閉じ込められた日に誰かが自害した。だが、死ねなかった。復活の場で息を取り戻してしまったのだ。
ログアウトもできなかった。
つまり、この世界にいる限り死ぬこともできない。
アヤは生きている。それだけを頼りに俺らは、アヤを探している。
「陽が暮れてきた、今日は帰るか。」
「…そうだな。」
家に帰るか…と重い腰を上げた時気付いた。
-誰かがこっちに来る。-
俺はシンにすぐさまアイコンタクトを送った。シンも気付いていたらしい、シンが手で合図をしてきた。
…10…トラップ…俺は待機。シンの指が折れはじめる。
9…7…5…3、2、1、0。
俺の周りが光に包まれる。敵が来た、ザッと数えて、6人。
全員トラップにかかったらしく、ダメージを受けていた。
「おとなしく金と宝石を置いてされ!」
その言葉で理解した。コイツらは、最近噂の「狩人」だ。
狩人と言っても狩るのは「人」の財産だ。
「ユウ…どうする?」
「どうもこうも仕方ない、戦おう、殺さない程度でな。」
俺は、さすがに生き返ることが分かっていても人殺しにはなりたくない。
「お前ら、さっさと去れ。見逃してやるからさ。」
「んだと…?」
どうやら忠告を聞かないようだ。
じゃあ、やるか。
「アシストは任せたぞ、シン。」
「はいはい。」
呆れたように相棒は返答する。
この人数だと一気に片づけれる技だな、シンに頼むか。
「シン。」
「はぁ、魔術・ 木の葉の円舞」
ブワッと周りの葉っぱが舞い上がり狩人達を取り囲む。
狩人達の悲鳴が聞こえた。
からの、俺の技。
「剣技・雷鳴の咆哮」
この技は地面に自らの剣を地中に刺し、遠くの相手に広範囲でダメージを与える技だ。特徴として、剣が重ければ重いほど、ダメージが大きくなる。

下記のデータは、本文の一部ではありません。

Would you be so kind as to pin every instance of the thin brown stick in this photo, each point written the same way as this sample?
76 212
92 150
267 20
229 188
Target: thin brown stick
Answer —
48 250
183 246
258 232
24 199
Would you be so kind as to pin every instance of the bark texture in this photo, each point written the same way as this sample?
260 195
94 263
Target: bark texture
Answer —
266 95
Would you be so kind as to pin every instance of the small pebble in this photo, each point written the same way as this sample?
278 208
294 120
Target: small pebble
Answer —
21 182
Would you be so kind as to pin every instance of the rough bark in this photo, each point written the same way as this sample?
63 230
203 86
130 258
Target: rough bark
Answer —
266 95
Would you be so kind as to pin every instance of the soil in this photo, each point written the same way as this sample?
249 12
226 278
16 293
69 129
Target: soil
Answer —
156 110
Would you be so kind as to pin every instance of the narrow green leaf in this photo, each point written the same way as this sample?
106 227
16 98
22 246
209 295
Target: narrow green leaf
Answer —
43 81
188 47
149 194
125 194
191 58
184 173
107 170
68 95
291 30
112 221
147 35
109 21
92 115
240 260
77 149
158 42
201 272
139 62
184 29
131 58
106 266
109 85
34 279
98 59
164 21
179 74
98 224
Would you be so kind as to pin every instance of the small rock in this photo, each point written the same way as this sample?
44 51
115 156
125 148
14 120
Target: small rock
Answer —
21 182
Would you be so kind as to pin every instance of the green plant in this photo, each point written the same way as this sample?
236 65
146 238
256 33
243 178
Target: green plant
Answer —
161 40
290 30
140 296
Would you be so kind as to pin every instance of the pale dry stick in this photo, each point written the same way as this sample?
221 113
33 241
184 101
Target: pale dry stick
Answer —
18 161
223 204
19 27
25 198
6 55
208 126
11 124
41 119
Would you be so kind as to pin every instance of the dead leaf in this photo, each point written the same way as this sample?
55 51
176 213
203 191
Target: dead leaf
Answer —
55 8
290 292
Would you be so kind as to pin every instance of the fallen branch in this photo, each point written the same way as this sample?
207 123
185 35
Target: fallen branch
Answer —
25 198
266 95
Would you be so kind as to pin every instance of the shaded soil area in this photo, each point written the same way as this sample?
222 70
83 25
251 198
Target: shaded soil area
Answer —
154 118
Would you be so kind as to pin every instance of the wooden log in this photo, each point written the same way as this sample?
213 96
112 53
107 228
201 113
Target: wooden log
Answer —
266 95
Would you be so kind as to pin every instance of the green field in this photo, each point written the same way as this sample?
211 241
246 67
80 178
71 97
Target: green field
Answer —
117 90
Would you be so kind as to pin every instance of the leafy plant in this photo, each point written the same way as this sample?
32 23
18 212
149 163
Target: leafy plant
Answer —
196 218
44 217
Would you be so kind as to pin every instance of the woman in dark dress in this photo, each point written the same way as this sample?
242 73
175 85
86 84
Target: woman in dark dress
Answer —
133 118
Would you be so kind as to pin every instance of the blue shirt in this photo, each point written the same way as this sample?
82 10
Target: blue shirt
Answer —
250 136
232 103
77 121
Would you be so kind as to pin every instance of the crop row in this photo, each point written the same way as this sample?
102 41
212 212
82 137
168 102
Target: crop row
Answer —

俺は、重い剣が好みだからまさしくピッタリの技なのだ。
弱点として自分や仲間にも多少のダメージがくるが、シンのパーティホールドによりダメージはゼロだ。
相手のHPを見るとレッドだった。
もういいかな…正直こんな奴らに構うより帰って寝たい。
「帰るか、じゃな。」
俺らはすっかり暗くなった森を抜け町に帰った。